●社会主義と市場経済のジレンマ
ホーチミン市では共産青年団の新聞「タイニェン」やホーチミン市労働連団の機関紙「グォイラオドン」(労働者)などがある。「グォイラオドン」には「求人」とともに「求職」広告がたくさん掲載されている。求職者は自分の特技や長所を宣伝し、そして希望金額も書いている。平均してだいたい一〇〇ドルくらいを要求している。技術的に自信があるものは二〇〇ドルから三〇〇ドル。企業は、この求職情報を見て電話し面接・採用するのだそうだ。高倍率の競争に勝ち抜き入学した国立大の「情報技術科」を卒業しても就職先を見つけるのは簡単ではない、ということらしい。

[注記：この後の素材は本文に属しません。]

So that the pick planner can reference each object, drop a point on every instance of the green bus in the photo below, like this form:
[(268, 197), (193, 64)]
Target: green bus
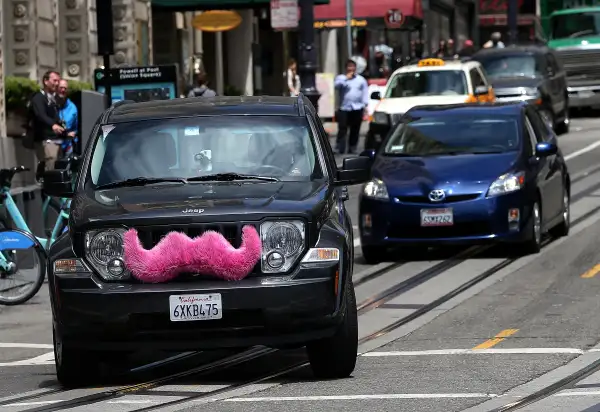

経済的活況はベトナムだけではなく、隣国のカンボジアも相当なものらしく、経済的交流が盛んである。多くのベトナム人がカンボジアへ出稼ぎにゆく。ホーチミン市からプノンペンまでは三〇〇キロほど。また、最下層の人民にまで「経済的交流」は及んでおり、近隣のカンボジアからもはるばる歩いて国境を越えて物乞いにやってきて市当局に見つかり、本国に送還される。カンボジアから物乞いにサイゴンに来る人々は恒常的なもので、「今年は何人送還」と報道される。
中国と同じくベトナムも経済的ジレンマの中にある。社会主義とは平等を目指す体制であるわけだが、長いあいだ植民地解放戦争をたたかってきたベトナムには資本の蓄積があるわけもなく、そのままでの社会主義では「貧困の平等」にしかならない。そこで市場の開放をおこなったわけだが、それは経済の資本主義化を促進し、人々の平等を求める意識と連帯感を薄れさせ、個人的利益を最優先する利己主義的傾向を不断に生みだしてゆく。
ベトナムの国家経済全体が上昇してゆくのはいいことだが、その富の分配を政府がコントロールできなければ、社会主義への道は遠のき、少数の「赤い資本家」と多数の貧困に苦しむ人々とを生み出していくことになる。こうした危険は、相対的に資本主義が圧倒的に有利な現在の世界情勢の中で巨大な重圧となってこの小さな社会主義国にのしかかってきている。ベトナムでは、経済政策上の資本主義的リスクは企業ばかりでなく政府・官庁内部にも影響を及ぼしてきており、役人の「汚職」が深刻な問題となっている。ベトナム共産党指導部はこれをどのように解決してゆくのか。